The largest amount want nothing more than to live their lives. And day by passing day, that's becoming all the more difficult. Maybe it's the fact that I taught a few Muslim students before. Maybe it's the fact that I'm friends with a few. Maybe it's the fact that my Dunbar number isn't preceded by a Square Root sign. Whatever it is, I empathize with them. Most Americans do too, I'll reason. But at the same time, who do you think the government targets? I've argued with people that racial profiling is not how you catch criminals, only to be told that Tim McVeigh and Scott Roeder are one-off causes; lone wolf gunmen. No use in taking every White, Christian male you see and torturing them to find out what evil, treacherous plot they're hatching to kill the next abortion doctor.

If you listen to our Media, you'd believe that was the case, too. There's organizations pulling the strings behind the recent rash of Christian terrorism, but then, we all know there's no such thing. Groups like Operation Rescue, and the Army of God, are noble, just organizations just out to save those unborn babies from those dirty sluts. Obviously they can't be terrorists - see they're Christian White men talking down to women of all colors. That alone makes them "not terrorists." The intersection of terrorism and societal privilege is a disturbing one.

And speaking of the media;
Richmor was providing the aircraft for DynCorp, a private military company, which was acting on behalf of the CIA. The bills for the operation passed through Sportsflight and a second aircraft broker, Capital Aviation.
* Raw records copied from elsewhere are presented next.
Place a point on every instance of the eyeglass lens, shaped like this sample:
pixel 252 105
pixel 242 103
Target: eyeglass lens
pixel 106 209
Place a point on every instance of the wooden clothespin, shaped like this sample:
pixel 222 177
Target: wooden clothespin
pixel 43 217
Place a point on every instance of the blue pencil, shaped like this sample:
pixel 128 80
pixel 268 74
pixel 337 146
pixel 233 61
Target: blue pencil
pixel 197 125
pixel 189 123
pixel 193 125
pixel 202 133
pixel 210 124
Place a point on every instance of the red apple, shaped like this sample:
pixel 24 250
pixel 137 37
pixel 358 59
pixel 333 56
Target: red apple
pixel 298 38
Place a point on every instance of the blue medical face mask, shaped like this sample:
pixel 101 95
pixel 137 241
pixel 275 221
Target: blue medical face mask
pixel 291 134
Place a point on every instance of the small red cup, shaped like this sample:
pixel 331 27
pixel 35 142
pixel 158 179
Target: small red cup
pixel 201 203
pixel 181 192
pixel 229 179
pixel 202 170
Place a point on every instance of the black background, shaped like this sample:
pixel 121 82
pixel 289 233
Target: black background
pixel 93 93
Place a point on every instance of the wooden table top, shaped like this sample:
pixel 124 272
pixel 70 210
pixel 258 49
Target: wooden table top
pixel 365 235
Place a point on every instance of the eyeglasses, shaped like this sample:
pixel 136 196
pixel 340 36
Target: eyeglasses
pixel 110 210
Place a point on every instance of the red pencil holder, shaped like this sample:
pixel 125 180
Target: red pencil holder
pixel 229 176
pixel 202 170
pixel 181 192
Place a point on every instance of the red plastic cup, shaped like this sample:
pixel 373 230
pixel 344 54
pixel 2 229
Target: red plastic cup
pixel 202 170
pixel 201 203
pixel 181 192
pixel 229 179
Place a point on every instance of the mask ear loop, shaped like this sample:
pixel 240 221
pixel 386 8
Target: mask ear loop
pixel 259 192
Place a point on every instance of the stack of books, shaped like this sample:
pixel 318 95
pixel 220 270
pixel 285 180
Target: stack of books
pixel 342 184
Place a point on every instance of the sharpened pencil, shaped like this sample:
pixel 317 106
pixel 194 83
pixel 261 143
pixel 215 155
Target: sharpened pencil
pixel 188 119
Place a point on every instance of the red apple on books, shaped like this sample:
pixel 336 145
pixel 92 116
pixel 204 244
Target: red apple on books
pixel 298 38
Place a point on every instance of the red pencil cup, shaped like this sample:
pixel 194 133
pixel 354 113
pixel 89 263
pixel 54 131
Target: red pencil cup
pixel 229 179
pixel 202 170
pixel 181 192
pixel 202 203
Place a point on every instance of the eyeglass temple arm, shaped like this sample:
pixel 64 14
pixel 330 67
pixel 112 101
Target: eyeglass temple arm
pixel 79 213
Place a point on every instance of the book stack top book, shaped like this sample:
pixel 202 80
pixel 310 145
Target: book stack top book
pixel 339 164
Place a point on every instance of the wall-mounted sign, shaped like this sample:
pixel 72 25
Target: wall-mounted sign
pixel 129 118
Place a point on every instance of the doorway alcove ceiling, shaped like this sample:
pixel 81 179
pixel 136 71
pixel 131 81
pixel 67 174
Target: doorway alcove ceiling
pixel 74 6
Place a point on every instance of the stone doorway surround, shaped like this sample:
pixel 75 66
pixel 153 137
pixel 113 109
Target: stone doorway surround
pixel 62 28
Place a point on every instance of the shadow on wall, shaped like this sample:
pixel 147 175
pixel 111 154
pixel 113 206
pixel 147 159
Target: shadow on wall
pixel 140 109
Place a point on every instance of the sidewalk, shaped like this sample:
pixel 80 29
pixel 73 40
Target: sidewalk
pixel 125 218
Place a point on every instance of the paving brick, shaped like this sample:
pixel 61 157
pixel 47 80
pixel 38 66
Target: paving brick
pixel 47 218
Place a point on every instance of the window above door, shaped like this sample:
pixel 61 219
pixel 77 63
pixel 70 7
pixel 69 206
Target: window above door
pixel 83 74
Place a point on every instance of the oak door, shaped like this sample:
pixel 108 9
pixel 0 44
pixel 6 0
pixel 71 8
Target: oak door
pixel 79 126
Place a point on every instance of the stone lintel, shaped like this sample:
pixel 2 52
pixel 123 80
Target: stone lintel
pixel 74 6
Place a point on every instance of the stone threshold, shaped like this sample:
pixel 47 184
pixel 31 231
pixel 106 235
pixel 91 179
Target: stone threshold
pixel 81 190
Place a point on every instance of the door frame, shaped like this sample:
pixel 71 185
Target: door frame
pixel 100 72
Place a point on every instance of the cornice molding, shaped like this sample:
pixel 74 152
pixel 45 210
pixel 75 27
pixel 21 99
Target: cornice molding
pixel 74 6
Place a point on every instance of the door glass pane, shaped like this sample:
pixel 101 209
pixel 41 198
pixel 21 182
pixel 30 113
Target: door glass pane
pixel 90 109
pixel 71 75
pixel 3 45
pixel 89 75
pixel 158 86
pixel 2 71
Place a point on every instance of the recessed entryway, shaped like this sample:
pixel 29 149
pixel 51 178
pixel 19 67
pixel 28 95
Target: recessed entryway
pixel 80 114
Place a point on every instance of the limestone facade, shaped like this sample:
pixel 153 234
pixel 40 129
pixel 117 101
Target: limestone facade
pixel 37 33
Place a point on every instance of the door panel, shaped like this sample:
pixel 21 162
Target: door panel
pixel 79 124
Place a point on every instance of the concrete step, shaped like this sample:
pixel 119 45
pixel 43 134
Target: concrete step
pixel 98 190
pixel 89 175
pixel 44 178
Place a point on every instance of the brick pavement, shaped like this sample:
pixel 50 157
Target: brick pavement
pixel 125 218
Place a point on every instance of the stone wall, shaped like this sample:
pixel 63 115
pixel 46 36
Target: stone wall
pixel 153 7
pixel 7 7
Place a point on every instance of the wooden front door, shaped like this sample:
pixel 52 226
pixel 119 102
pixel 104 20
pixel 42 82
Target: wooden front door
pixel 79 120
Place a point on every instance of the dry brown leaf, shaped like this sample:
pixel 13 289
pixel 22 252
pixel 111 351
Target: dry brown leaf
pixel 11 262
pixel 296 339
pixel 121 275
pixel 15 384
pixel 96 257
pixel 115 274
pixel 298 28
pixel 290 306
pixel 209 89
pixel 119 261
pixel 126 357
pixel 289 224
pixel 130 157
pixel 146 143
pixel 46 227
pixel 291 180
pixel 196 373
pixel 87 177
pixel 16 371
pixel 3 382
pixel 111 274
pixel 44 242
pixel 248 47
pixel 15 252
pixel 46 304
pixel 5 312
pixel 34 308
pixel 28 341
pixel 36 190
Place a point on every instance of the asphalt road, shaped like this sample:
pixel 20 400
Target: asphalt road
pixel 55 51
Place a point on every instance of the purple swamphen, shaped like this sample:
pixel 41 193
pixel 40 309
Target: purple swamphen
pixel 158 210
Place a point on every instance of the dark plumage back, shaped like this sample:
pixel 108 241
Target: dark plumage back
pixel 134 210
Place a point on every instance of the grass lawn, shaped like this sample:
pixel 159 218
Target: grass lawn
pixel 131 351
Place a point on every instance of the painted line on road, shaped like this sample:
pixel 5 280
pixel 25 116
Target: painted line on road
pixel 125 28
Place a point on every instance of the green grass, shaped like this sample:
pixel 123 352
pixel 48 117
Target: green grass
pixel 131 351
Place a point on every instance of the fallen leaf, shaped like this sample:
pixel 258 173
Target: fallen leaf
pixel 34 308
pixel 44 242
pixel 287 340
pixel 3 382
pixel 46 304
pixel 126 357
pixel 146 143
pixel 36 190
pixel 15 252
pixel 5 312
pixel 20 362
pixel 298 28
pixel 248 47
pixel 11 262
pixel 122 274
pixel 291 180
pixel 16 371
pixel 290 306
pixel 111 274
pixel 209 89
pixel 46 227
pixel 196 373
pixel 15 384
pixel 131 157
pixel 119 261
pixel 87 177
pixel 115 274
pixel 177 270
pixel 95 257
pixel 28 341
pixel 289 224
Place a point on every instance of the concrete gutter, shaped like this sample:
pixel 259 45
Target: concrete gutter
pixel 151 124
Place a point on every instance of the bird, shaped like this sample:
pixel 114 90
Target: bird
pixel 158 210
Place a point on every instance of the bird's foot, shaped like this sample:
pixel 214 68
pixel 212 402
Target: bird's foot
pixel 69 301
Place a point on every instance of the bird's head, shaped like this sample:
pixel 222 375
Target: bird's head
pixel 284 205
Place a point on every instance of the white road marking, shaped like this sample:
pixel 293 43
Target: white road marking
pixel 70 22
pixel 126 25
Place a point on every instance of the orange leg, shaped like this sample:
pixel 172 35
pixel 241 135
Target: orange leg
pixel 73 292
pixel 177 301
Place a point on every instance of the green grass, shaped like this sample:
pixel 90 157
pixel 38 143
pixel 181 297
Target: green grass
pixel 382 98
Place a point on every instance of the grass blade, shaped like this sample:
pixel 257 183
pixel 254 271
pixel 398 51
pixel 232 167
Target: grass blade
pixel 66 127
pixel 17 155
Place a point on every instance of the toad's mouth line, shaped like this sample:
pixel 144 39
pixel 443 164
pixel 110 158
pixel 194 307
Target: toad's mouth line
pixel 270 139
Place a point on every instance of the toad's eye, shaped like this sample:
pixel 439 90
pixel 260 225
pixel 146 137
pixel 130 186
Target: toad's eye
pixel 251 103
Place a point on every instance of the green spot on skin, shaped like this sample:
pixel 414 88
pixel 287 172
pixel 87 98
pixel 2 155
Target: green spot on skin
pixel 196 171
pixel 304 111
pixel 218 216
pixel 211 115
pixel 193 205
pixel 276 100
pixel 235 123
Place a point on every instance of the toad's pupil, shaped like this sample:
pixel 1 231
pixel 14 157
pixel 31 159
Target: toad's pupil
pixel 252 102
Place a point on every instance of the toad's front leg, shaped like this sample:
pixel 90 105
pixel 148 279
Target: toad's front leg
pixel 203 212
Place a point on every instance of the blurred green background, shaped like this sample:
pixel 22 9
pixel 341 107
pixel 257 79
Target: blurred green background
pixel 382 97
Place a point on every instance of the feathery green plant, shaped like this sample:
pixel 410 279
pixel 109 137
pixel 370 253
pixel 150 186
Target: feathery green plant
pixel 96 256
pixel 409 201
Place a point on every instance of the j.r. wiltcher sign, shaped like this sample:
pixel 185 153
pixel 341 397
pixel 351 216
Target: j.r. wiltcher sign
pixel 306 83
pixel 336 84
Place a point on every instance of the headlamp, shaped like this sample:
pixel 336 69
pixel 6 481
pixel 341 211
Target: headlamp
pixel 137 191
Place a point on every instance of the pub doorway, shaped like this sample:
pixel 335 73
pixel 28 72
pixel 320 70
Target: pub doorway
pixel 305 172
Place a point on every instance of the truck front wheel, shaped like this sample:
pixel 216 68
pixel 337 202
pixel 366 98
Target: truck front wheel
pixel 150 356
Portions of DynCorp were sold by its parent company in 2005. The entity that was sold became known as DynCorp International.
The aircraft's ultimate owner was Phillip Morse, an American businessman with substantial sporting interests who was subsequently appointed vice-chairman of Fenway Sports Group, the company that owns Liverpool FC. In between rendition flights the aircraft was used to fly the Boston Red Sox baseball team.
The same plan that flew individuals people to be tortured in overseas black prisons flew the Red Sox to a game.
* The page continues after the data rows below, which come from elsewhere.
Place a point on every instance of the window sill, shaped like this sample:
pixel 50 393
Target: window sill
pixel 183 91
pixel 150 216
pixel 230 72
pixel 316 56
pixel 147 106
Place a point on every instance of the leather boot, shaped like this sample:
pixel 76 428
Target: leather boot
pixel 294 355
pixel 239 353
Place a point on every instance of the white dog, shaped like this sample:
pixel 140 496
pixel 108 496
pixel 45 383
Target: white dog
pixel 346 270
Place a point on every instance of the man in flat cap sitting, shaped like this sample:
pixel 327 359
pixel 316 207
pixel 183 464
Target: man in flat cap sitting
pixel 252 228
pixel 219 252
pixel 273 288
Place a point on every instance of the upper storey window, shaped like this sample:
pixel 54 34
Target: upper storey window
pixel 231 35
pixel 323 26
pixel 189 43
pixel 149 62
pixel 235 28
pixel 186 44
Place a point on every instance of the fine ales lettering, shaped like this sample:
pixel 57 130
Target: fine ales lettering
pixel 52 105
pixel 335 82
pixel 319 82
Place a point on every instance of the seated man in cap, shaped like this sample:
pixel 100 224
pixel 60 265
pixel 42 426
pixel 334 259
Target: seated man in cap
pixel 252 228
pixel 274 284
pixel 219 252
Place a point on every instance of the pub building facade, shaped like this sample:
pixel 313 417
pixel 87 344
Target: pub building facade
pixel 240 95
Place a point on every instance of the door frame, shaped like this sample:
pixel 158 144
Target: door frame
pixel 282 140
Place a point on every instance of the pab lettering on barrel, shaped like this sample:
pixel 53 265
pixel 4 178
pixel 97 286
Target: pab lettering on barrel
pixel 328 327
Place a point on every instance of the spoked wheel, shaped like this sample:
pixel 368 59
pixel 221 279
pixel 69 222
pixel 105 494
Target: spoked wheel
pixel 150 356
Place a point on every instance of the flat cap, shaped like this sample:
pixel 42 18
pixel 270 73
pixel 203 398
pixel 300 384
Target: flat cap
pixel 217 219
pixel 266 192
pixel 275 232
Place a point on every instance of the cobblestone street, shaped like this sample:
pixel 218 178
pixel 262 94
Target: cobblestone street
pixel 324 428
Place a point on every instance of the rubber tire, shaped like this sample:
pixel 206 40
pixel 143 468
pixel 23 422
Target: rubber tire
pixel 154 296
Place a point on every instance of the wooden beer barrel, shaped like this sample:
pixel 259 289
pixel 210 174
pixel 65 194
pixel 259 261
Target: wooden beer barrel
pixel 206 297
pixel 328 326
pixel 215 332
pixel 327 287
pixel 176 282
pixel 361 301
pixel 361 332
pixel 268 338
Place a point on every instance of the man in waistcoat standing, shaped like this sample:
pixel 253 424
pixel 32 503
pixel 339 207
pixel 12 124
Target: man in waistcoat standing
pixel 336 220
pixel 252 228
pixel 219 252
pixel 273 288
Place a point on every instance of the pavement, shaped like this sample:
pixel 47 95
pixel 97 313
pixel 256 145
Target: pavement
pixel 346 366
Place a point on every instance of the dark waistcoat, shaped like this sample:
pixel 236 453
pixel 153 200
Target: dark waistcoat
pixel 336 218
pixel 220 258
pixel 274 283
Figure that juxtaposition.
One Gulfstream jet has been identified as the aircraft that rendered an Egyptian cleric known as Abu Omar after CIA agents kidnapped him in broad daylight in Milan in February 2003 and took him to Cairo, where he says he was tortured.
Another invoice, for $301,113 relating to a series of flights over eight days that took the Gulfstream jet on an odyssey through Alaska, Japan, Thailand, Afghanistan and Sri Lanka, tallies with the rendition of Encep Nuraman, the leader of the Indonesian terrorist organisation Jemaah Islamiyah, better known as Hambali.
Other invoices follow flights that appear to have been involved in the rendition of Khalid Sheikh Mohammed, the man said to have masterminded the 9/11 attacks. After being captured in 2003, Mohammed disappeared into the CIA's secret prisons, where he was waterboarded 183 times in just one month, according to a US justice department memo. The invoices also show the aircraft flying in and out of Bucharest, where one of the CIA's secret prisons is now known to have been located. On one occasion, the court heard, the jet flew direct from a European airport to Guantánamo. The court heard that in October 2004 the aircraft's tail number was changed, to N227SV, after the US government discovered that its movements were being tracked. The following March the aircraft was publicly linked to the Abu Omar rendition.
They kidnapped him in broad daylight. In Italy.
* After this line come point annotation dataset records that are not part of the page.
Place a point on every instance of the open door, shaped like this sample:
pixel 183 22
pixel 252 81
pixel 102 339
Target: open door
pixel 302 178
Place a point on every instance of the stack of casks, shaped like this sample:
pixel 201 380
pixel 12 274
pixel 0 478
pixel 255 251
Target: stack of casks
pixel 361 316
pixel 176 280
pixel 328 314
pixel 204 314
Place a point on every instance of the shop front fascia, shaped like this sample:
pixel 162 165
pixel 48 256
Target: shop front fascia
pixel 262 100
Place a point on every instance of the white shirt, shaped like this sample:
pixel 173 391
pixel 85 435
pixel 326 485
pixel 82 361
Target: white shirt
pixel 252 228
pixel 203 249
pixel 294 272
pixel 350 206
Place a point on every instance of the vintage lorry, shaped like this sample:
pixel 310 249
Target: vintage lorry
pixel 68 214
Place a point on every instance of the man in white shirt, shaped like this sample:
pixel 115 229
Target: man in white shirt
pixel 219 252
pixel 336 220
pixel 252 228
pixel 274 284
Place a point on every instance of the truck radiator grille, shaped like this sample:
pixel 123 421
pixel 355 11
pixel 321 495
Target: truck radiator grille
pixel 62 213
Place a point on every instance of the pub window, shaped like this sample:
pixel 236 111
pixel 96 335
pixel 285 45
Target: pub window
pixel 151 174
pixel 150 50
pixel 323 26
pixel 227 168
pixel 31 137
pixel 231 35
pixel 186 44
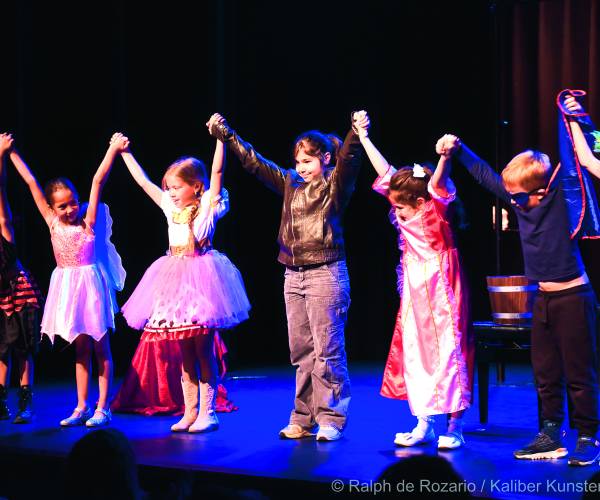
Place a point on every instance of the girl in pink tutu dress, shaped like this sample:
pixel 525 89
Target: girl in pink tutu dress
pixel 430 362
pixel 189 294
pixel 81 299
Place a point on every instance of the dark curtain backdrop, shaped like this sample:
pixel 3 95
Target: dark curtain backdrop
pixel 546 46
pixel 71 76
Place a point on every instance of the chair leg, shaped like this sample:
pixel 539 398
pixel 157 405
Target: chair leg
pixel 483 374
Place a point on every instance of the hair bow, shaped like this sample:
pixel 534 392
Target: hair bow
pixel 418 171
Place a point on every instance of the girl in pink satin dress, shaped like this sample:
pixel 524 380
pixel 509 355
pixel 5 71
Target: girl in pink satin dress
pixel 430 363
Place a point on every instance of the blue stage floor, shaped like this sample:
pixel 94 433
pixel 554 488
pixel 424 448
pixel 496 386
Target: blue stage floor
pixel 247 444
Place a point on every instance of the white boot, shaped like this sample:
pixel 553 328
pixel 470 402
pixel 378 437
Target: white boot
pixel 453 438
pixel 190 399
pixel 423 433
pixel 207 418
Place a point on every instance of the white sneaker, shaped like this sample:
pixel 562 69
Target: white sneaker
pixel 414 438
pixel 328 433
pixel 450 441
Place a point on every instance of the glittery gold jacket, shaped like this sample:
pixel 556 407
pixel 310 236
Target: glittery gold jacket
pixel 311 230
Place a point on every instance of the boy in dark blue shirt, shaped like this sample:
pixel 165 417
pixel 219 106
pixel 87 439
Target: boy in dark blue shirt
pixel 563 336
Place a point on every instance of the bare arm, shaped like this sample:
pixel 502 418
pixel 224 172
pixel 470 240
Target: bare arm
pixel 34 187
pixel 361 127
pixel 6 228
pixel 118 144
pixel 582 148
pixel 139 176
pixel 445 147
pixel 218 167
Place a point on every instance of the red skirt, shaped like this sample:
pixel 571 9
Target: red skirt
pixel 152 384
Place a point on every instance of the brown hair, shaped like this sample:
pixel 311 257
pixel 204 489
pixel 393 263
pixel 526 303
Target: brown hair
pixel 315 143
pixel 406 189
pixel 190 170
pixel 530 169
pixel 57 184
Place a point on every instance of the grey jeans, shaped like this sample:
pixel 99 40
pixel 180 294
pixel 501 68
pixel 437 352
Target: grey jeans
pixel 317 301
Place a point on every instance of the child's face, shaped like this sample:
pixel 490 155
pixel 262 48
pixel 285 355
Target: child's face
pixel 522 199
pixel 310 167
pixel 182 194
pixel 65 205
pixel 404 211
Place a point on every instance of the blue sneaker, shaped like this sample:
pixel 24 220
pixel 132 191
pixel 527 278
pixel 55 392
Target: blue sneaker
pixel 546 445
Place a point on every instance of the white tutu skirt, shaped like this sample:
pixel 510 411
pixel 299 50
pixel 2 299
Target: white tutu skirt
pixel 205 290
pixel 79 301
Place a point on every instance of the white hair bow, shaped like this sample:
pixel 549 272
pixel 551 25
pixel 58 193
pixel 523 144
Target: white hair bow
pixel 418 171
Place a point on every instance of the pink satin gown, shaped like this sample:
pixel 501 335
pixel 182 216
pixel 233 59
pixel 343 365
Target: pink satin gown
pixel 431 358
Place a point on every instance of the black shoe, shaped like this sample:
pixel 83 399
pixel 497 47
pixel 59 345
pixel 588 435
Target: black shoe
pixel 25 413
pixel 586 452
pixel 547 444
pixel 4 411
So if you thought you were safe overseas from the United States Government, guess what? You were wrong. I also hear nothing from Italy on this, so I guess they were complacent. After all, the biggest bully on the globe is also the only one to have used nuclear weapons and has a good portion of the population that suffers near-psychotic breaks from reality, living in a fantasy land where they're somehow a viciously persecuted majority. And these people manage to get into power.

Yes, I don't blame you for being scared.

I'm utterly terrified.

Oh, and because it's obligatory - if you people are foolish enough to think that all this stuff stopped under Obama, and there there's none of this going on anymore, guess what?

You'd be wrong.

See, once you give up civil liberties, then they not to come back.